Department of Biology, Penn State University, University Park, Pennsylvania 16802, USA.
Genome Res. 2011 Dec;21(12):2038-48. doi: 10.1101/gr.122937.111. Epub 2011 Oct 12.
Microsatellites--tandem repeats of short DNA motifs--are abundant in the human genome and have high mutation rates. While microsatellite instability is implicated in numerous genetic diseases, the molecular processes involved in their emergence and disappearance are still not well understood. Microsatellites are hypothesized to follow a life cycle, wherein they are born and expand into adulthood, until their degradation and death. Here we identified microsatellite births/deaths in human, chimpanzee, and orangutan genomes, using macaque and marmoset as outgroups. We inferred mutations causing births/deaths based on parsimony, and investigated local genomic environments affecting them. We also studied birth/death patterns within transposable elements (Alus and L1s), coding regions, and disease-associated loci. We observed that substitutions were the predominant cause for births of short microsatellites, while insertions and deletions were important for births of longer microsatellites. Substitutions were the cause for deaths of microsatellites of virtually all lengths. AT-rich L1 sequences exhibited elevated frequency of births/deaths over their entire length, while GC-rich Alus only in their 3' poly(A) tails and middle A-stretches, with differences depending on transposable element integration timing. Births/deaths were strongly selected against in coding regions. Births/deaths occurred in genomic regions with high substitution rates, protomicrosatellite content, and L1 density, but low GC content and Alu density. The majority of the 17 disease-associated microsatellites examined are evolutionarily ancient (were acquired by the common ancestor of simians). Our genome-wide investigation of microsatellite life cycle has fundamental applications for predicting the susceptibility of birth/death of microsatellites, including many disease-causing loci.

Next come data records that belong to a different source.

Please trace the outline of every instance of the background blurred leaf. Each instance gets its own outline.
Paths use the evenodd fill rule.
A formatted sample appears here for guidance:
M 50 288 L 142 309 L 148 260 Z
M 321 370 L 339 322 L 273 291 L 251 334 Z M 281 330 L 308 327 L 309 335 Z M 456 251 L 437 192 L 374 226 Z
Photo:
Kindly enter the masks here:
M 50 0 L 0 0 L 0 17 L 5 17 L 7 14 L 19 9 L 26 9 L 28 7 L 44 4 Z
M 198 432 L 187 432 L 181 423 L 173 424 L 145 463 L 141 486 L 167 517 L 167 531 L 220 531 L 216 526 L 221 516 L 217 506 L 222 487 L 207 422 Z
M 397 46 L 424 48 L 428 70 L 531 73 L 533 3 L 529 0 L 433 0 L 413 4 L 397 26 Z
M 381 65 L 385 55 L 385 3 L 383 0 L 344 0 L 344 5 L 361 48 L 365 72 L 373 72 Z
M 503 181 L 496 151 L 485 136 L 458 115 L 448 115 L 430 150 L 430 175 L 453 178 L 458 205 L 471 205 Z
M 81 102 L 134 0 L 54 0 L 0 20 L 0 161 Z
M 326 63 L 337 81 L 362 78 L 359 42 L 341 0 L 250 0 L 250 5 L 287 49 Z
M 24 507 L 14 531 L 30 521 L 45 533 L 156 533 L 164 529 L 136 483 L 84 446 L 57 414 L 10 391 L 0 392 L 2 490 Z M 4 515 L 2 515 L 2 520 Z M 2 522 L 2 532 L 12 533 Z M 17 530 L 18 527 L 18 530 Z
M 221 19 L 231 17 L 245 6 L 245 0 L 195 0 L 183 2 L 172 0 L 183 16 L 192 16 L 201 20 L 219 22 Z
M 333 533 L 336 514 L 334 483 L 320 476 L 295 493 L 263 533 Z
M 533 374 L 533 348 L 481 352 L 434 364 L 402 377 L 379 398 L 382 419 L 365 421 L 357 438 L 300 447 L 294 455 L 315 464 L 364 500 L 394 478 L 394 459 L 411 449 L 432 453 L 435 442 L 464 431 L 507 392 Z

微卫星是短 DNA 基序的串联重复,在人类基因组中丰富存在,且具有高突变率。虽然微卫星不稳定性与许多遗传疾病有关,但它们的出现和消失所涉及的分子过程仍未得到很好的理解。微卫星被假设遵循生命周期,在这个周期中,它们诞生并成长为成年,直到它们降解和死亡。在这里,我们使用猕猴和狨猴作为外群,在人类、黑猩猩和猩猩基因组中鉴定了微卫星的出生/死亡。我们基于简约法推断了导致出生/死亡的突变,并研究了影响它们的局部基因组环境。我们还研究了转座元件(Alu 和 L1)、编码区和疾病相关基因座内的出生/死亡模式。我们观察到,取代是短微卫星出生的主要原因,而插入和缺失对于长微卫星的出生很重要。取代是微卫星几乎所有长度死亡的原因。富含 AT 的 L1 序列在整个长度上表现出更高的出生/死亡频率,而富含 GC 的 Alu 仅在其 3' 聚(A)尾和中间 A 延伸中表现出这种频率,这种差异取决于转座元件整合的时间。出生/死亡在编码区受到强烈的选择压力。出生/死亡发生在高取代率、蛋白质微卫星含量和 L1 密度的基因组区域,但 GC 含量和 Alu 密度较低。在所检查的 17 个与疾病相关的微卫星中,大多数是进化古老的(是在灵长类动物的共同祖先中获得的)。我们对微卫星生命周期的全基因组研究对预测微卫星出生/死亡的易感性具有重要应用,包括许多致病基因座。